326 Views Asked by At

So, I should prefix this by saying that I understand * is a special character that should be escaped for elasticsearch queries. Here's the setup and trouble I'm facing. The basic problem boils down to that I'm unable to search fields containing only '*'.

curl -XPUT 'http://localhost:9200/test_index/test_item/1' -d '{
    "some_text" : "*"
}'
curl -XPUT 'http://localhost:9200/test_index/test_item/2' -d '{
    "some_text" : "1+*"
}'
curl -XPUT 'http://localhost:9200/test_index/test_item/3' -d '{
    "some_text" : "asterisk"
}'

curl -XGET 'http://localhost:9200/test_index/_search?q=some_text:*'

Results:
"hits":{"total":2,"max_score":1.0,"hits":[
    "_source":{"some_text" : "1+*"},
    "_source":{"some_text" : "asterisk"}
]


curl -XGET 'http://localhost:9200/test_index/_search?q=some_text:\*'

Results:
"hits":{"total":0,"max_score":null,"hits":[]}

Using python elasticsearch:

>>>from elasticsearch import Elasticsearch
>>> es = Elasticsearch()
>>>es.search(index='test_index', doc_type='test_item', body={"query":{"match":{"some_text":"*"}}})

No hits

>>>es.search(index='test_index', doc_type='test_item', body={"query":{"match":{"some_text":"asterisk"}}})

One hit('asterisk')

>>>es.search(index='test_index', doc_type='test_item', body={"query":{"match":{"some_text":"\*"}}})

No hits



Using pyelasticsearch
>>>es.search('some_text:*', index='test_index')
2 hits, '1+*' and 'asterisk'
>>>es.search('some_text:\*', index='test_index')
No hits

How can I get the first item to show up in a search?

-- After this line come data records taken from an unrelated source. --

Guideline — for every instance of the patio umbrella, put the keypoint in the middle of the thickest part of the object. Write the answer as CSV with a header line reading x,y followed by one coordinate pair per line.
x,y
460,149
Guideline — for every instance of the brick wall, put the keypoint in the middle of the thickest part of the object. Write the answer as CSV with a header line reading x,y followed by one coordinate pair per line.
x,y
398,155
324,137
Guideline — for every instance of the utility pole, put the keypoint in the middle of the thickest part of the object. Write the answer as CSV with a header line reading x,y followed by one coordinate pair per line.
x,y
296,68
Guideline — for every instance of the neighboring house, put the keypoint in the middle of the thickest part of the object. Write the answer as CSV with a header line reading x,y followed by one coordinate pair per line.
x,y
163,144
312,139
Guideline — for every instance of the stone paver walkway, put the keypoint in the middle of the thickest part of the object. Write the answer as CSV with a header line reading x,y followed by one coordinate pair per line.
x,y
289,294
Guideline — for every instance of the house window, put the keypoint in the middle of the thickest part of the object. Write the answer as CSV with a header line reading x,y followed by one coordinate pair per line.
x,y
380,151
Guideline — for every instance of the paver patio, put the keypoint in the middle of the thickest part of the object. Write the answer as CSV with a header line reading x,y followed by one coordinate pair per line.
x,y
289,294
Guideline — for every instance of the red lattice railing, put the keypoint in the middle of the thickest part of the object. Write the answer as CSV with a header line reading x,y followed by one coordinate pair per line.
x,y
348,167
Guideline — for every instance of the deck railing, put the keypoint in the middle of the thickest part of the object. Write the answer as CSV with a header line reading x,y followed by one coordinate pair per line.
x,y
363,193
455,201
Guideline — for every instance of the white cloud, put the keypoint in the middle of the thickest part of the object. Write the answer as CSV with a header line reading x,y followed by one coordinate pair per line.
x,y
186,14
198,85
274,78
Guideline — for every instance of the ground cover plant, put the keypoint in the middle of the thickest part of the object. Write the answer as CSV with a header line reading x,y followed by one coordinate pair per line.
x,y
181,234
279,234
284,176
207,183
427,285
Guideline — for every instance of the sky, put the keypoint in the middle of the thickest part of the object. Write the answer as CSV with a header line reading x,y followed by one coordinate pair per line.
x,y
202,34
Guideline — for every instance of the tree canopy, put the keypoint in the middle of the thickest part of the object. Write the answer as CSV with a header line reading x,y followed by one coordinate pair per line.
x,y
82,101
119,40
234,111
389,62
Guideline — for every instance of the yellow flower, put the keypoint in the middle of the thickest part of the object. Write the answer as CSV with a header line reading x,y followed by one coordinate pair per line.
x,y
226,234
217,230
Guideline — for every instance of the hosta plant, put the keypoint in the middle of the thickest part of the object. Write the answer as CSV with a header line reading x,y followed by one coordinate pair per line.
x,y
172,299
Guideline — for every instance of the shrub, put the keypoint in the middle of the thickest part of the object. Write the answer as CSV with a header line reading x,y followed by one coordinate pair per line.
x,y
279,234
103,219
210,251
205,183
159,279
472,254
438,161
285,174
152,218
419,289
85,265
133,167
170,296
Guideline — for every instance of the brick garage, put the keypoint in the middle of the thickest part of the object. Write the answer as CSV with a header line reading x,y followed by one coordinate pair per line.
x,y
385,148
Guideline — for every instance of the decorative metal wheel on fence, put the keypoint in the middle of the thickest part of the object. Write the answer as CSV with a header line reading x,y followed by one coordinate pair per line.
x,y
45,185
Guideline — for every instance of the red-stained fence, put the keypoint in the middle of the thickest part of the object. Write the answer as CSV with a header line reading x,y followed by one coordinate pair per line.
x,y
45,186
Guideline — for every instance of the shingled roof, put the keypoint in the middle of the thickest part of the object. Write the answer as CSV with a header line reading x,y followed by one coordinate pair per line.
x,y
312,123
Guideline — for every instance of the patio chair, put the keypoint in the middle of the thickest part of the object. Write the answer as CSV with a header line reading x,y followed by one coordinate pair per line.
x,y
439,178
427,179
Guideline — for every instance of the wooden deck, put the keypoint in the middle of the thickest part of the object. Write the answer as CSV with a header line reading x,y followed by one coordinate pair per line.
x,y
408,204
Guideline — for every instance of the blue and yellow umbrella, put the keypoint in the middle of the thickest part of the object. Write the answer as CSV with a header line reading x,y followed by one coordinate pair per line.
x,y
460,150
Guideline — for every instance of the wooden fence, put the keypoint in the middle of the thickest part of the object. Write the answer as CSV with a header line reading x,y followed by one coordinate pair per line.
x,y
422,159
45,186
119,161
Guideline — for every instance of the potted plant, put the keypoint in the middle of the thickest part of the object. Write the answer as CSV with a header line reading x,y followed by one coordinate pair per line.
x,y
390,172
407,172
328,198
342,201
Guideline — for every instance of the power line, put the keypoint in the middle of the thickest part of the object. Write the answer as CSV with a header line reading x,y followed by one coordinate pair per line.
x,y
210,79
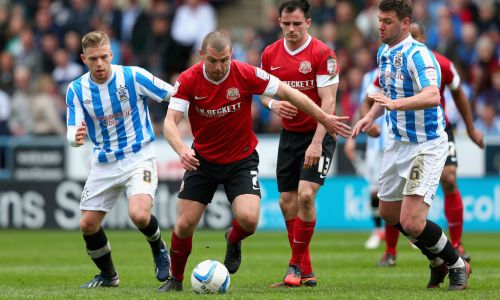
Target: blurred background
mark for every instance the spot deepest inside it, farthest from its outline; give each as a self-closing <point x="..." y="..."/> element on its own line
<point x="41" y="177"/>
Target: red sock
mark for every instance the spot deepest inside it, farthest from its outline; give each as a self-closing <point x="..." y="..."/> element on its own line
<point x="290" y="224"/>
<point x="302" y="234"/>
<point x="237" y="233"/>
<point x="454" y="212"/>
<point x="391" y="239"/>
<point x="179" y="253"/>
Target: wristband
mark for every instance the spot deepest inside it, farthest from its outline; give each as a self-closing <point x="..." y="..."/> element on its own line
<point x="270" y="104"/>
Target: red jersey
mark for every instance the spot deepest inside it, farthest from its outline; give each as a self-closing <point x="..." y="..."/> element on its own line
<point x="311" y="66"/>
<point x="220" y="112"/>
<point x="449" y="77"/>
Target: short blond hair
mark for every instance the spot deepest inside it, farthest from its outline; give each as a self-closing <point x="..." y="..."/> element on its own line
<point x="95" y="39"/>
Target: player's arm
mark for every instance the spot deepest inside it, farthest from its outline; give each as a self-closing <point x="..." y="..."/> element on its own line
<point x="327" y="95"/>
<point x="280" y="107"/>
<point x="76" y="127"/>
<point x="151" y="86"/>
<point x="463" y="107"/>
<point x="427" y="98"/>
<point x="173" y="136"/>
<point x="333" y="124"/>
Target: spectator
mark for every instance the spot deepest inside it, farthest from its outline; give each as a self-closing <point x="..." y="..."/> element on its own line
<point x="21" y="121"/>
<point x="65" y="71"/>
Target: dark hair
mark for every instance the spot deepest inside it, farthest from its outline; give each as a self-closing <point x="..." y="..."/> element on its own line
<point x="403" y="8"/>
<point x="292" y="5"/>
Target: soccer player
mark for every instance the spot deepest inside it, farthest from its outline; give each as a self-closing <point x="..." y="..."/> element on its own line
<point x="453" y="205"/>
<point x="375" y="141"/>
<point x="305" y="150"/>
<point x="109" y="104"/>
<point x="416" y="152"/>
<point x="217" y="92"/>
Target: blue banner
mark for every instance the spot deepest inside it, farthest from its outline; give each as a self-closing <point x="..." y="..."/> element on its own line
<point x="344" y="203"/>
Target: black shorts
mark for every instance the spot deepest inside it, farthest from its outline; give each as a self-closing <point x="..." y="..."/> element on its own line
<point x="451" y="160"/>
<point x="290" y="166"/>
<point x="238" y="178"/>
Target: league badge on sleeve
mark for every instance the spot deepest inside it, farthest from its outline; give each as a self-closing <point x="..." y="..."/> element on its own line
<point x="331" y="65"/>
<point x="305" y="67"/>
<point x="122" y="94"/>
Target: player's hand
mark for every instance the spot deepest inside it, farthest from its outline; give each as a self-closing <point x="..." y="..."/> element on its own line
<point x="81" y="134"/>
<point x="313" y="153"/>
<point x="335" y="125"/>
<point x="383" y="101"/>
<point x="374" y="131"/>
<point x="477" y="137"/>
<point x="188" y="159"/>
<point x="350" y="149"/>
<point x="284" y="109"/>
<point x="363" y="125"/>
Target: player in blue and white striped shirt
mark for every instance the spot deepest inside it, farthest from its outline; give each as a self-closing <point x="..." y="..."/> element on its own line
<point x="415" y="155"/>
<point x="109" y="104"/>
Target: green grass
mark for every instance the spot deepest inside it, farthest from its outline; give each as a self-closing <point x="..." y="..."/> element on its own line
<point x="52" y="265"/>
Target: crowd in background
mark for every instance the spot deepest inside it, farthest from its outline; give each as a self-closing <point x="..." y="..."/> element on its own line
<point x="40" y="50"/>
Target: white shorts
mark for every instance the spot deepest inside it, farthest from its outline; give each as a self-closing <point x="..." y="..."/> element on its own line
<point x="373" y="163"/>
<point x="136" y="174"/>
<point x="412" y="169"/>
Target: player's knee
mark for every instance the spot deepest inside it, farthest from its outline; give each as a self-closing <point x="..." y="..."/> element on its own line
<point x="449" y="182"/>
<point x="248" y="222"/>
<point x="140" y="218"/>
<point x="412" y="227"/>
<point x="89" y="227"/>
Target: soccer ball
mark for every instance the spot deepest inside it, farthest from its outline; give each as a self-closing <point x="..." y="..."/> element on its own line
<point x="210" y="277"/>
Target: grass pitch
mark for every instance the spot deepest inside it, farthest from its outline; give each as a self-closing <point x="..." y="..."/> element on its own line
<point x="52" y="265"/>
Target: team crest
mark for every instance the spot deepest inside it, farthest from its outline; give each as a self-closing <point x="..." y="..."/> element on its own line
<point x="398" y="60"/>
<point x="305" y="67"/>
<point x="122" y="94"/>
<point x="331" y="65"/>
<point x="233" y="93"/>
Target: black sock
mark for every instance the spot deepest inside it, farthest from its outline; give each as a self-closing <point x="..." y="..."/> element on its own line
<point x="99" y="250"/>
<point x="376" y="215"/>
<point x="153" y="235"/>
<point x="423" y="249"/>
<point x="433" y="238"/>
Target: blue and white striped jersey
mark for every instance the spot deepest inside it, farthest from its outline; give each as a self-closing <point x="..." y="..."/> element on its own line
<point x="367" y="87"/>
<point x="116" y="111"/>
<point x="404" y="70"/>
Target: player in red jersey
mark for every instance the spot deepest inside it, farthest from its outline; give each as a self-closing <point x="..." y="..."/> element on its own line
<point x="453" y="206"/>
<point x="219" y="92"/>
<point x="305" y="150"/>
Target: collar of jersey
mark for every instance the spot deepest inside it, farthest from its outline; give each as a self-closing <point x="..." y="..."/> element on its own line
<point x="212" y="81"/>
<point x="407" y="40"/>
<point x="298" y="50"/>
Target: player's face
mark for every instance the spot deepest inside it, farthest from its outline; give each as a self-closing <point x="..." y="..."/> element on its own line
<point x="390" y="28"/>
<point x="216" y="63"/>
<point x="294" y="25"/>
<point x="98" y="60"/>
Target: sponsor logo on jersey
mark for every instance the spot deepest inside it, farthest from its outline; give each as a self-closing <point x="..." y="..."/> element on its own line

Despite the inconsistencies between the various search methods, all of them seem to agree that I'm not allowed to get '*' back, but why? Also, escaping * seems to make the problem worse, which is kind of unusual. (I assume there is some autoescaping in the libraries perhaps, but that doesn't really explain the direct ES query).

Edit: I should mention that it is definitely indexed.

>>>es.get('test_index', 'test_item', 1)

{'_index': 'test_index', '_version': 1, '_id': '1', 'found': True, '_type': 'test_item', '_source': {'some_text': '*'}}

It may be possible that it's stored, though, which is a special thing for elasticsearch as far as I know?

Edit2: ElasticSearch docs that talk about escaping some

1

There are 1 best solutions below

0
On

Ended up solving this by changing the analyzer to a whitespace analyzer. (It was a lucene issue, not elasticsearch, which was why it was tough to find!)